第6小節の2つの目の8分音符は、1オクターヴ以上跳躍した高いF#です。ここから後の音の桁が繋がっていることは、F#から始まるグルーピングがあることを示唆しています。このF#からの動きが何であるのかを解釈するのは、ちょっと難問です。

可能性としては、このF#から16分音符でのD#-F#-G#という動きが、第7〜8小節のリズムのアナクルーシスになっているという解釈と、第5〜6小節の標準形のリズムの後に付属するおまけの構造であるという解釈の可能性があります。

ここでは後者の解釈を取りたいと思います。その理由は、この動きが、この曲でこれまで出ていたアナクルーシスよりもかなり大きく、バランスを欠くと思われるからです。

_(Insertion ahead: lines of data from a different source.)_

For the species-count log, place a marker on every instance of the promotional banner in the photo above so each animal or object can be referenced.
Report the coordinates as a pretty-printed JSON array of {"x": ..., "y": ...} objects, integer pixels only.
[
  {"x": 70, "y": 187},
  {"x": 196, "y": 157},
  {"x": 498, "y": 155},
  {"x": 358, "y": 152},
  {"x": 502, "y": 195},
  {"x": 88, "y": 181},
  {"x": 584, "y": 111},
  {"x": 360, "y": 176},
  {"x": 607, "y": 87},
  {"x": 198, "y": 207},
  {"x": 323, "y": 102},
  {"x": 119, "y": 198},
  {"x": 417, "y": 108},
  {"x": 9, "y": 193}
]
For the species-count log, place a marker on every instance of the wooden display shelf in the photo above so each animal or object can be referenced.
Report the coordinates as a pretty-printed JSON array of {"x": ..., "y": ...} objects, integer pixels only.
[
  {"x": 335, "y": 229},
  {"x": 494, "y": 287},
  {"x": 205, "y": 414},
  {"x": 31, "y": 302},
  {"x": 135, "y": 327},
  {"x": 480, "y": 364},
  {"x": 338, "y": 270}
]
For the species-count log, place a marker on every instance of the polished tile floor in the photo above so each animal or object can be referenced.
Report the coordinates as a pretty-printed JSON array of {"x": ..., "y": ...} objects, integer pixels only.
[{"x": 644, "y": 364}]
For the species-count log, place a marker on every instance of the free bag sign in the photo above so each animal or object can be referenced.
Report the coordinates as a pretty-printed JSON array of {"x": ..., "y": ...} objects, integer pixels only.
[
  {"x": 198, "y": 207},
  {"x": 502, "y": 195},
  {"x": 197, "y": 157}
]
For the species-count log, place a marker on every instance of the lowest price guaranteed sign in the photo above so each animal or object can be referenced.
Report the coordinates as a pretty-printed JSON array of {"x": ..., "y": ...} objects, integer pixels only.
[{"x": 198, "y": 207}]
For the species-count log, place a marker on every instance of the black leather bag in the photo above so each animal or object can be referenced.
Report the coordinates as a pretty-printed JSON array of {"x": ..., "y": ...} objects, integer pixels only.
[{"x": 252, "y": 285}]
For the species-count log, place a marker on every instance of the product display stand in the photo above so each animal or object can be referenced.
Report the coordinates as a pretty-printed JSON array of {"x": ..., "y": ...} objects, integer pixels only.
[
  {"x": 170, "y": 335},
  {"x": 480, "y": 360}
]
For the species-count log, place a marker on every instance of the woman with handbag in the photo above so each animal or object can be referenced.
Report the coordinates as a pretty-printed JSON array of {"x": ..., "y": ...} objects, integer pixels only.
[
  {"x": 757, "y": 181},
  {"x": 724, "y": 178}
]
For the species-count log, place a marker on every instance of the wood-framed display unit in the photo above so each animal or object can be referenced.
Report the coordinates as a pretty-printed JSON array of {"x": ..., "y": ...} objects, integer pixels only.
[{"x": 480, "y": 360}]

つまり今までは2小節分のリズムに対して、8分音符の長さのアナクルーシスを出してきたのに対して、ここで8分音符3つの長さを持ったアナクルーシスを出すという大きな変化が起こっているようには感じられない、ということです。

第14小節や第54小節にも、第6小節と同じことが言えます。


第7〜8小節のリズム

次の譜例は、冒頭にタイで響き込んでいる音を省略してあります。

この2小節も標準形のリズムを構成しています。それぞれの拍のウラに冒頭のアナクルーシスと同じ付点リズムが現れていますが、これがその後の強拍に属しているように感じられるか、というと必ずしもそうは思えません。

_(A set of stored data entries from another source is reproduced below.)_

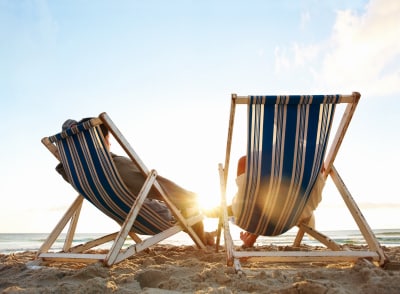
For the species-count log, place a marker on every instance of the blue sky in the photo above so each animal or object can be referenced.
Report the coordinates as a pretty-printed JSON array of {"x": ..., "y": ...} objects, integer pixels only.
[{"x": 164, "y": 71}]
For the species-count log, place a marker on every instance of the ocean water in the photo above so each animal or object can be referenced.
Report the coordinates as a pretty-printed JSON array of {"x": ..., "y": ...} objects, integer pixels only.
[{"x": 19, "y": 242}]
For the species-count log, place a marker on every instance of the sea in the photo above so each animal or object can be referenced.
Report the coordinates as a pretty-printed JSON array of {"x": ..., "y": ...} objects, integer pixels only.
[{"x": 20, "y": 242}]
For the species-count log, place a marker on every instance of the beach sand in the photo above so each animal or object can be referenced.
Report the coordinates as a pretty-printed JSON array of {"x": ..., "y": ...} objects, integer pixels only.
[{"x": 186, "y": 269}]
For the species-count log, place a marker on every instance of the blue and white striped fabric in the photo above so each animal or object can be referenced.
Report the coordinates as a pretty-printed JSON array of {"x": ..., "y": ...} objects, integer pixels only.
[
  {"x": 287, "y": 138},
  {"x": 91, "y": 171}
]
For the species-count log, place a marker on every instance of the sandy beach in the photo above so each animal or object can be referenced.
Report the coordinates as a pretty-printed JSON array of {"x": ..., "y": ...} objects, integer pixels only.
[{"x": 186, "y": 269}]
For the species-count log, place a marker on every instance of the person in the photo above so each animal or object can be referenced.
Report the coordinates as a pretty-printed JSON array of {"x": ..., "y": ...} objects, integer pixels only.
[
  {"x": 184, "y": 200},
  {"x": 307, "y": 215}
]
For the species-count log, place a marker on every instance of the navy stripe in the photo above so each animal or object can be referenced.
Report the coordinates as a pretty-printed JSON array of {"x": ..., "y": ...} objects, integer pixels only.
[
  {"x": 92, "y": 173},
  {"x": 292, "y": 140}
]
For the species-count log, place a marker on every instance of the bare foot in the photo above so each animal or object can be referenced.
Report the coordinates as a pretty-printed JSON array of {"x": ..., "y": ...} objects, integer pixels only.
[
  {"x": 210, "y": 237},
  {"x": 248, "y": 239}
]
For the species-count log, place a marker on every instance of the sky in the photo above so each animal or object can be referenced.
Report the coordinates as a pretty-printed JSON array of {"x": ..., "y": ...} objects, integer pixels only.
[{"x": 164, "y": 71}]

もしも第7小節の前に同じ形のアナクルーシスが付いていたならば、アナクルーシスの付いた形が連続するという解釈の可能性も高くなります。


第15小節ではメロディーが強拍で終わっていますから男性終止です。


第17〜24小節

第17小節からは、属和音で新しい部分が始まります。新しい部分の開始なので、C#上の新しい調で始まっていると言ってもいいでしょう。というのは、もしも第17小節から開始するような曲があったら、それは嬰ハ長調と言われるはずだからです。

第17〜18小節はアナクルーシス付きの標準形のリズムで、終止は女性終止です。

次の2小節もほぼ同じ形ですが、冒頭の音がタイで響き込んでいる点が異なります。リズム的には、第19小節の最初のC#音から始まっているということになります。この事によってリズムに若干の修飾が行われていると理解できます。大雑把に見れば2小節の標準形ですが、その1つ目の小節の内部が、2拍目から次の小節への「ウラを取る形」になっていると考えられます。


はめ込まれたスカート構造

第21小節からは、再び第19〜20小節と同じ2小節のリズムが始まるかのように思われますが、第22小節で「ワリコミ」が起こって、この4小節は1+2+1のような形になっています。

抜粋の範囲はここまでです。